Speak Now Regret Later

Speak Now Regret Later

The Therapy Elite Won’t Like This

Michael Inzlicht
Nov 26, 2025
∙ Paid

I feel shook.

I attended a departmental colloquium earlier this month by the very impressive Dr. Daisy Singla, a clinical psychologist and senior research scientist at Toronto’s Centre for Addictions and Mental Health (CAMH). I loved Dr. Singla’s talk and walked away having learned something important. Though perhaps not what she intended.

New information has come to light, man.

Her talk, “Scaling up access to patient-centered psychotherapies,” focused on large-scale trials she’s run around the globe showing that non-specialists and video-conference delivery of mental health support are effective and scalable. While she talked about a few papers with samples from Uganda and Bangladesh, I want to focus on one published in Nature Medicine a few months ago.

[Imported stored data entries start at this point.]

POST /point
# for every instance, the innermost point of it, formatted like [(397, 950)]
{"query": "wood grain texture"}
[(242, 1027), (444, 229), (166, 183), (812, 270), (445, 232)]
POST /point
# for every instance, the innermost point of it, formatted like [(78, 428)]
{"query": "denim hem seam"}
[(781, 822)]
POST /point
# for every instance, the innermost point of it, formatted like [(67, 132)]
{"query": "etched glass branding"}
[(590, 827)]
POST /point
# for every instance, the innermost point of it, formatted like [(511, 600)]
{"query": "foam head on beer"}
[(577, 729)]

The paper itself is impressive. It reports the results of the “Scaling up maternal mental healthcare by increasing access to treatment” (SUMMIT) trial. SUMMIT is a large, multisite randomized trial conducted across hospital networks in Canada and the United States, pulling in 1,230 pregnant or postpartum women between 2020 and 2023 who were suffering from depression.

Everyone in the trial received the same behavioral activation therapy, a brief, structured, evidence-based treatment for depression. What varied was who delivered the therapy and how. Patients were randomized to see either a specialist (licensed clinicians) or a nonspecialist (doulas, community health workers, peer supporters, or nonclinical hospital staff). These are not randos off the street, but hospital staff who have some perinatal experience but no formal mental-health training or licensure. Therapy was delivered in-person or via videoconferencing with technology like Zoom.

The nonspecialists weren’t thrown in cold. They received structured training in behavioral activation following a standardized manual that included learning basics, observation, role-play, games, and homework. After this initial workshop, they entered an eight-week supervised internship, where they delivered behavioral activation to one or two real patients from start to finish while being monitored for competence. During the trial itself, they continued to receive weekly to biweekly supervision.